The most vital thing now, he said, is for the redundancy terms to be improved so that the workers and their families will at least have a chance of getting by while the options are being considered.

The most galling aspect of the closure, he added, was that prior to Ispat taking over, workers who took a redundancy package received £1,200 per year of service and when Ispat later called for further redundancies this was increased to £1,250.

"We should demand at least the same terms from this multinational company," Mr Kerrigan said. As things stand, he will receive a cheque for £3,400.

The closure forced Mr Liam Gilley, an electrician with three children, to cancel his family holiday and lose a booking deposit of £160. He expects to get a redundancy cheque of £3,000.

While workers are waiting to hear their fate, creditors owed more than £14 million are just as anxious to hear theirs.

For many small firms, like Cork Truck Services, £110,000-plus is a lot of money. Mr Pat Ferriter, a director of the company which employs 30 staff, was hoping lay-offs could be avoided. He believes strongly that Ispat International should not be allowed to call its investment in the Cork plant a loan and thinks creditors will be lucky to get between 5p and 10p in the pound.

Avonmore Electrical Rewinds, of Mallow, Co Cork, with 70 employees, is owed £56,000. How much will be recovered eventually is an unknown at this stage, said Mr Charlie Drake, credit controller. Ispat paid his company one cheque on the week of the closure but warned of a cash-flow problem and asked him not to lodge it. When he did he found the cheque to be useless.

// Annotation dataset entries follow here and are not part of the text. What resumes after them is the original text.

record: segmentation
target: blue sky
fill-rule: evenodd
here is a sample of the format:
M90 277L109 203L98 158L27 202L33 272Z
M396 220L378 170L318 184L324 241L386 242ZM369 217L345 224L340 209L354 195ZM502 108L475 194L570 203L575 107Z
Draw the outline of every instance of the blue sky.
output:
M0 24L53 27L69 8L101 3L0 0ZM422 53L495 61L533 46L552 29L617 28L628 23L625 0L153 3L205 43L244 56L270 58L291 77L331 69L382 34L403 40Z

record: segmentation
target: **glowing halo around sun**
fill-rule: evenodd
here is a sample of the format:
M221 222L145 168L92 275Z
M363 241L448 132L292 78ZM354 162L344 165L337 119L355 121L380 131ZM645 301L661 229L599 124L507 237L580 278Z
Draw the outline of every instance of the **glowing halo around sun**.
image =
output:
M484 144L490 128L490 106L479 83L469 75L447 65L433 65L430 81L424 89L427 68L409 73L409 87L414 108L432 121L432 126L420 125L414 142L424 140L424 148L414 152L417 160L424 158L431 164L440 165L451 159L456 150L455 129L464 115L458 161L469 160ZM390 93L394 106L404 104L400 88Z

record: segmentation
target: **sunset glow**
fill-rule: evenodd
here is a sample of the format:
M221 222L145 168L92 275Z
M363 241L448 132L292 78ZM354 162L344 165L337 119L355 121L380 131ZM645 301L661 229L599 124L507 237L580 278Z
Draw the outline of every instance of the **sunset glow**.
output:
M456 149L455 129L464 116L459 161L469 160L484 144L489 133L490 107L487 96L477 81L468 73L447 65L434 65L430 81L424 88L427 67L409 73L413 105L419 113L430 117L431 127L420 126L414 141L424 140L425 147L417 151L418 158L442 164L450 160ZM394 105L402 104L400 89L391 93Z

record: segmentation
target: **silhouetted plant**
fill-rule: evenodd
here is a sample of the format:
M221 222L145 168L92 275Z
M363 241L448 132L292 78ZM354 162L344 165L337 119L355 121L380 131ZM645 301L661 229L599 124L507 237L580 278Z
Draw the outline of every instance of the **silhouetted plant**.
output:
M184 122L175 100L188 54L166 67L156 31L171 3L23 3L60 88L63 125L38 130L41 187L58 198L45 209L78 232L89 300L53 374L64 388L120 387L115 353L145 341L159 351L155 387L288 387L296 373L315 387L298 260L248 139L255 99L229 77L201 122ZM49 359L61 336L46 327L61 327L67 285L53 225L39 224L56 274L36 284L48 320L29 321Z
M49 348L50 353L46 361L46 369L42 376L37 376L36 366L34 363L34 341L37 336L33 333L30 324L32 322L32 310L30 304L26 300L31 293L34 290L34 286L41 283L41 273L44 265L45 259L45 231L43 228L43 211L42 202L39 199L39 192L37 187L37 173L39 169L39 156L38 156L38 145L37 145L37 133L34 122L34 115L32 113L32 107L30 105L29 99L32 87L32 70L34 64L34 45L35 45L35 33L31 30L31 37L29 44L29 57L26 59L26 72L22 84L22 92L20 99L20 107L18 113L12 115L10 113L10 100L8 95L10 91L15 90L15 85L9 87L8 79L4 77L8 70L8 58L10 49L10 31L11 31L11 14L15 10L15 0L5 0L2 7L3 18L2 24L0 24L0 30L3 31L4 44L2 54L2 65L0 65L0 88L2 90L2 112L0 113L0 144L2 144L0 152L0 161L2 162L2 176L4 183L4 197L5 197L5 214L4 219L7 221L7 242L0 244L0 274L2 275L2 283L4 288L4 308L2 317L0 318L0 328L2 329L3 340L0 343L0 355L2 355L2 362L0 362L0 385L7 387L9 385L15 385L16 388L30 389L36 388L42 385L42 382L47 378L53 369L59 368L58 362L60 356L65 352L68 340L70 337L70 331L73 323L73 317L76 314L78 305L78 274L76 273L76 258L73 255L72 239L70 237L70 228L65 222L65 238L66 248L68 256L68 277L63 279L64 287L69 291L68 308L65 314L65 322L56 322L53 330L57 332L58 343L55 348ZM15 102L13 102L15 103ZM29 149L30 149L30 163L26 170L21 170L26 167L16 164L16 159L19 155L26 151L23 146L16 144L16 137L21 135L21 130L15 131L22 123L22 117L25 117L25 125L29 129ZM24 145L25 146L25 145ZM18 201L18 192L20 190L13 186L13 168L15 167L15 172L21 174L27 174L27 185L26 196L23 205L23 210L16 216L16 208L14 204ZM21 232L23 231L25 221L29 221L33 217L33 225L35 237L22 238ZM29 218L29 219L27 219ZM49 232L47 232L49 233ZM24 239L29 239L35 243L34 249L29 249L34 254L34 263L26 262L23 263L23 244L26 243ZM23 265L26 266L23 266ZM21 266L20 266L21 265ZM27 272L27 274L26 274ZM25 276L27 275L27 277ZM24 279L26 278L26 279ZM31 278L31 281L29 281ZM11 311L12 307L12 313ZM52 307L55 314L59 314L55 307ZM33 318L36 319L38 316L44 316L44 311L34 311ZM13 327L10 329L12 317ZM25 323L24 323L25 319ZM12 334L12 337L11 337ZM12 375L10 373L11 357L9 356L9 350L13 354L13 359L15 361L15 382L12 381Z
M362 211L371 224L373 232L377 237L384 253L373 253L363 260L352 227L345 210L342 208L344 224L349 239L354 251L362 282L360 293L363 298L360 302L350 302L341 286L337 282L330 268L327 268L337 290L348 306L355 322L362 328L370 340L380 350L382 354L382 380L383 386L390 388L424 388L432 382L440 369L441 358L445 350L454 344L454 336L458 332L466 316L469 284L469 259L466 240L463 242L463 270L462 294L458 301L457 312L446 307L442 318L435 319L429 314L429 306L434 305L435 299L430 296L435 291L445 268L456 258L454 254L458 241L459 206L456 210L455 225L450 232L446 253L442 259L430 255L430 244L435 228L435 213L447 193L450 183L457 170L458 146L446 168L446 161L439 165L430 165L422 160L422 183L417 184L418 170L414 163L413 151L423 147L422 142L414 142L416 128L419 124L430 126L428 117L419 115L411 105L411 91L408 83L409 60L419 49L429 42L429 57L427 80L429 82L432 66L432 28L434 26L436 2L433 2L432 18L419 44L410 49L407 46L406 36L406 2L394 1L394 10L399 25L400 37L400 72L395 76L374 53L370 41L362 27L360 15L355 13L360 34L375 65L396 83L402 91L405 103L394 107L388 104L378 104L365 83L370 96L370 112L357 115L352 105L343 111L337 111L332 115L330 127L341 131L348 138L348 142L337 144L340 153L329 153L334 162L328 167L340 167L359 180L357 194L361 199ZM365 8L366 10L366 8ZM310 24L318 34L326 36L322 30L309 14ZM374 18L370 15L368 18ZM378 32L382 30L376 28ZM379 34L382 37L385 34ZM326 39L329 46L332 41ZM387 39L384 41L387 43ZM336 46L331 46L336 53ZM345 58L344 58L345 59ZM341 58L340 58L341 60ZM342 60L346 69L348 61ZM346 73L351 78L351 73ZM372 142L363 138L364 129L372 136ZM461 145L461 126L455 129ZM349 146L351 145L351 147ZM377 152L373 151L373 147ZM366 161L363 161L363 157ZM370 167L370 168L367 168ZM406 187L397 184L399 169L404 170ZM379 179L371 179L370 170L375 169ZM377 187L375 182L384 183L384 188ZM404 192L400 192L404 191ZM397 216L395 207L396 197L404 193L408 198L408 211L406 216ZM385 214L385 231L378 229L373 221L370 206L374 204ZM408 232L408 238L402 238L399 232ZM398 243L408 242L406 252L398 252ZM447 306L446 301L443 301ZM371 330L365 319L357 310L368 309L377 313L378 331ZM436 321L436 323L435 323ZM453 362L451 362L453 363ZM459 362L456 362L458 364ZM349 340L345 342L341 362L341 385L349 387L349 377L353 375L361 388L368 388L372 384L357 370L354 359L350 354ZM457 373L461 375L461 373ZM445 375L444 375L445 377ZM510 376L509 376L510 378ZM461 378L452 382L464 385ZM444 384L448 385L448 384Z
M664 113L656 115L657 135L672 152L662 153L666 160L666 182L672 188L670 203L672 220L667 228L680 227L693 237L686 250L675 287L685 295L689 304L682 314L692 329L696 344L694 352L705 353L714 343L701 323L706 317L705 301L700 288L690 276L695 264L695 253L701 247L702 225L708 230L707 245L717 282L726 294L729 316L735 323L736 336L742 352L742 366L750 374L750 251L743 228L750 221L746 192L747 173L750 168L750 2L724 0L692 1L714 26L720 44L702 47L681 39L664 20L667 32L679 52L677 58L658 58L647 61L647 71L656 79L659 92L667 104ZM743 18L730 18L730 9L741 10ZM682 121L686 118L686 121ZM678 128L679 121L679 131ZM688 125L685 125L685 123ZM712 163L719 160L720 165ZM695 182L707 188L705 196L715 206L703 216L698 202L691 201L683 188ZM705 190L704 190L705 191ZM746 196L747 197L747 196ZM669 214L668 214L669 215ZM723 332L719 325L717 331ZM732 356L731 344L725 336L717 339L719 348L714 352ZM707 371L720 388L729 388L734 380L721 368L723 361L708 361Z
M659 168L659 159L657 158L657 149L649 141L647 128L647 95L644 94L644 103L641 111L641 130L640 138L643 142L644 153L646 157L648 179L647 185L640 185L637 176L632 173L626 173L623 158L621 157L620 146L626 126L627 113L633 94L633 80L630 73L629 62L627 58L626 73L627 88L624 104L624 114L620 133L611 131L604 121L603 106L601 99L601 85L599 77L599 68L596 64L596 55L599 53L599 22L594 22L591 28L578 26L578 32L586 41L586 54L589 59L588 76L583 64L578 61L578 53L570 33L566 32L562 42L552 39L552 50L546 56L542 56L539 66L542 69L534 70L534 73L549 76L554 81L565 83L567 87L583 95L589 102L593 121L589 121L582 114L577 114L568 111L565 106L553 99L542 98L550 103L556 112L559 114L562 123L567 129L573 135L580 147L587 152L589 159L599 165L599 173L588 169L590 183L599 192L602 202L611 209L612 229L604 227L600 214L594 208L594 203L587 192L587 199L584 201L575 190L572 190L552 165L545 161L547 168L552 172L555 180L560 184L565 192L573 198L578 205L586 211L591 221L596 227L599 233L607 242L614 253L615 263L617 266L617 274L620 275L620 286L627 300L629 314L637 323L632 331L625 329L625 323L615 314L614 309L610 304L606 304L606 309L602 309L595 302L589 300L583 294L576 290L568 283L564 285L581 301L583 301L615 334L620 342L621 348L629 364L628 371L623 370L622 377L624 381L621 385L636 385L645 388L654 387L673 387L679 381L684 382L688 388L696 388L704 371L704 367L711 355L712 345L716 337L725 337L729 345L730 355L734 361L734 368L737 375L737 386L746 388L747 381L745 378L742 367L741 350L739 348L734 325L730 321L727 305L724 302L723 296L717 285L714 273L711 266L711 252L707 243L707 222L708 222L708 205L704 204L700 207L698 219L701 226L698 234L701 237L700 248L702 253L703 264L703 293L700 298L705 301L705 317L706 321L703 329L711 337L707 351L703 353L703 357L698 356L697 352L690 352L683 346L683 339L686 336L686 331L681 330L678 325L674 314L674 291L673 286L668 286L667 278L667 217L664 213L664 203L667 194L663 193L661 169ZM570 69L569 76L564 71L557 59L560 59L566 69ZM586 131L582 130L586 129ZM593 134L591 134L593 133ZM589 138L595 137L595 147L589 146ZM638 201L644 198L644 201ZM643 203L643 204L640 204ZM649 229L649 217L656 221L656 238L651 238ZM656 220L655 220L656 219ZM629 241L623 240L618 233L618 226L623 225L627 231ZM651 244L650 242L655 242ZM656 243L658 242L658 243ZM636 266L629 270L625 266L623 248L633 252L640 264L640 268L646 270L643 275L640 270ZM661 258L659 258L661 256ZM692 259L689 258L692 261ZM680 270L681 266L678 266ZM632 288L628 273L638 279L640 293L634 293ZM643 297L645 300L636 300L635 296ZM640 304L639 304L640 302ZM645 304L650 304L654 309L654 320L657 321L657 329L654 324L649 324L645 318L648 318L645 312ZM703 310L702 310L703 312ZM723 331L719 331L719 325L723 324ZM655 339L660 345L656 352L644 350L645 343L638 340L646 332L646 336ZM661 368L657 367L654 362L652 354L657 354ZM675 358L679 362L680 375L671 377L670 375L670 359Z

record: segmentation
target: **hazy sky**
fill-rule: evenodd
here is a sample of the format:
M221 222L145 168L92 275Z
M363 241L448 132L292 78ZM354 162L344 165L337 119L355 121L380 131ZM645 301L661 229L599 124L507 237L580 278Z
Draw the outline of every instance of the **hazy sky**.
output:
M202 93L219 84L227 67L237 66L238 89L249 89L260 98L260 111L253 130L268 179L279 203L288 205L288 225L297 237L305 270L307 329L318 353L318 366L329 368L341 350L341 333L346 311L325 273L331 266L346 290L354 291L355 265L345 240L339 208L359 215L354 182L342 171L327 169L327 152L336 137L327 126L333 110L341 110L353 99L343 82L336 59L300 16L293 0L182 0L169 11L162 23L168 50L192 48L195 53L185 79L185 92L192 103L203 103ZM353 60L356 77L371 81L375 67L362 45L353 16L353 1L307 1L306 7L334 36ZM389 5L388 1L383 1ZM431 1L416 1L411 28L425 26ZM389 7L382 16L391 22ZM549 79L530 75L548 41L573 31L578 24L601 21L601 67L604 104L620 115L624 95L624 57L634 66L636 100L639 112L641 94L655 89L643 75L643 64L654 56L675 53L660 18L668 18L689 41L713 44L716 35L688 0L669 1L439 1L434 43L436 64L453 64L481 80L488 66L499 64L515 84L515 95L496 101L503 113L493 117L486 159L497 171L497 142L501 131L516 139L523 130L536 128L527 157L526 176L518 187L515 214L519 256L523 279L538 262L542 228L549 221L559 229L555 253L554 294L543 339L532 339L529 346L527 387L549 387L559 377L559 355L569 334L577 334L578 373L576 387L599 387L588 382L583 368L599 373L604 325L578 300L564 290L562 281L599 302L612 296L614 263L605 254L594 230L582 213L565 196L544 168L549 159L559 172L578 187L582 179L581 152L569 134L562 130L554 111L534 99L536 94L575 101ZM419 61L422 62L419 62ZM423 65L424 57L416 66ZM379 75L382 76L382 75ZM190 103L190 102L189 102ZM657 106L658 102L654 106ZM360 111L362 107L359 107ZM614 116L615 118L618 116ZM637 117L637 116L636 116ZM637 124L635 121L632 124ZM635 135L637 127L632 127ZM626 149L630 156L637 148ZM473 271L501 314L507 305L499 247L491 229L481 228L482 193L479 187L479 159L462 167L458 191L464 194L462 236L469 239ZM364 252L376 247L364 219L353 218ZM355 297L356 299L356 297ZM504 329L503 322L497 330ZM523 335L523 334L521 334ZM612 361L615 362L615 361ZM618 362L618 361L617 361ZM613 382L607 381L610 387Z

Munster Metal Company Ltd, in Limerick, is listed in the Ispat statement of affairs for £190,000 but the final amount will be less than that, according to managing director Mr Malcolm Clein. Now that Ispat is closed, his company must look immediately to foreign markets. "Right now, we're trying to readjust but we don't know where we stand as of yet. One thing is certain though, if the Ispat claim was off the creditors' list, we'd all do better. There are major questions about the Ispat loan."